Дальше стоят глиняные крынки, на них вместо крышек навёрнута плотная белая бумага, перевязанная такой же плотной верёвкой, как и та, что держит на весу деревянную ложку, возле крынки с мёдом. Я снимаю верёвку, поднимаю белый бумажный лист, а под ним жёлтое словно солнце масло, я надавливаю на него пальцем и в нём остаётся впуклая ямка, а палец блестит и пахнет так, же как пахло вчера в избе, когда бабушка это масло топила в печи. Я делаю ещё и ещё ямки, и за этим занятием меня застаёт дед. Он не ругает меня, а садится рядом, из этой же крынки он набирает большой ложкой масло в железное блюдо, надевает на крынку бумажный лист и возвращает назад верёвку. Он берёт меня за руку и ведёт дальше, туда, где стоит большой эмалированный бак, поднимает крышку и достаёт медовую соту с которой вниз под решётку всё ещё стекает мёд, их там много, он выбирает мне, ту, на которой мёда ещё довольно много и суёт мне её в ладонь. Мы выходим из амбара, дедушка, закрывает дверь и зовёт меня в дом, там бабушка ворочая ухватом, ставит в печку, отодвинув перед этим к дальней стенке красные угли, большой чугунок с будущими щами и следом отправляет такой же большой чугунок с картошкой, бараниной и нарезанным крупно луком.

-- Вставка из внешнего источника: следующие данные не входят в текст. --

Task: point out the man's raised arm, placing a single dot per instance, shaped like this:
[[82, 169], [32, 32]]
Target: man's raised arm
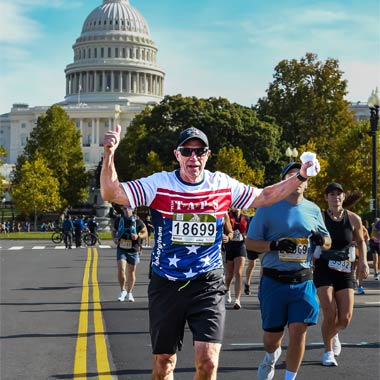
[[278, 191], [110, 186]]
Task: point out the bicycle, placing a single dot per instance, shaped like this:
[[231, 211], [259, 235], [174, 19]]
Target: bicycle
[[91, 239], [57, 236]]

       Я сегодня рано проснулась, мне хотелось увидеть, как бабушка топит печку, как закладывает в неё дрова. Услышать, как они весело щёлкают и трещат, отбрасывая тени от пламени по стенам. Постоять возле горячей плиты, а потом залезть на полати за цветную занавеску и ощущать тёплый воздух от истопленой печки, который плывёт по потолку и дрыгать ногами и жевать вкусный сладкий помидор, которых здесь доспевает в изобилии. А потом спустится к старенькой слепой прабабушке на печку и сидеть с ней тихо - тихо, рядышком, и гладить её седые, как серая зола длинные волосы. И слушать, о чём говорят взрослые на кухне и от их слов становится как - то тепло, ведь всё о чём они говорят так мне близко: и сено, которого нужно запасти столько, чтобы хватило на всю зиму, и коровы, и стадо барашков, и картошка, которую нужно убрать, пока у всех отпуска и дети, чтоб больше загорали, чтобы не болели зимой и кушали свежие овощи сейчас, и молоко пили и мёд свежий, прямо с пасеки и баня и горячий пар и печка, та самая, которая самая главная в доме, после её хозяйки моей бабушки Клавы.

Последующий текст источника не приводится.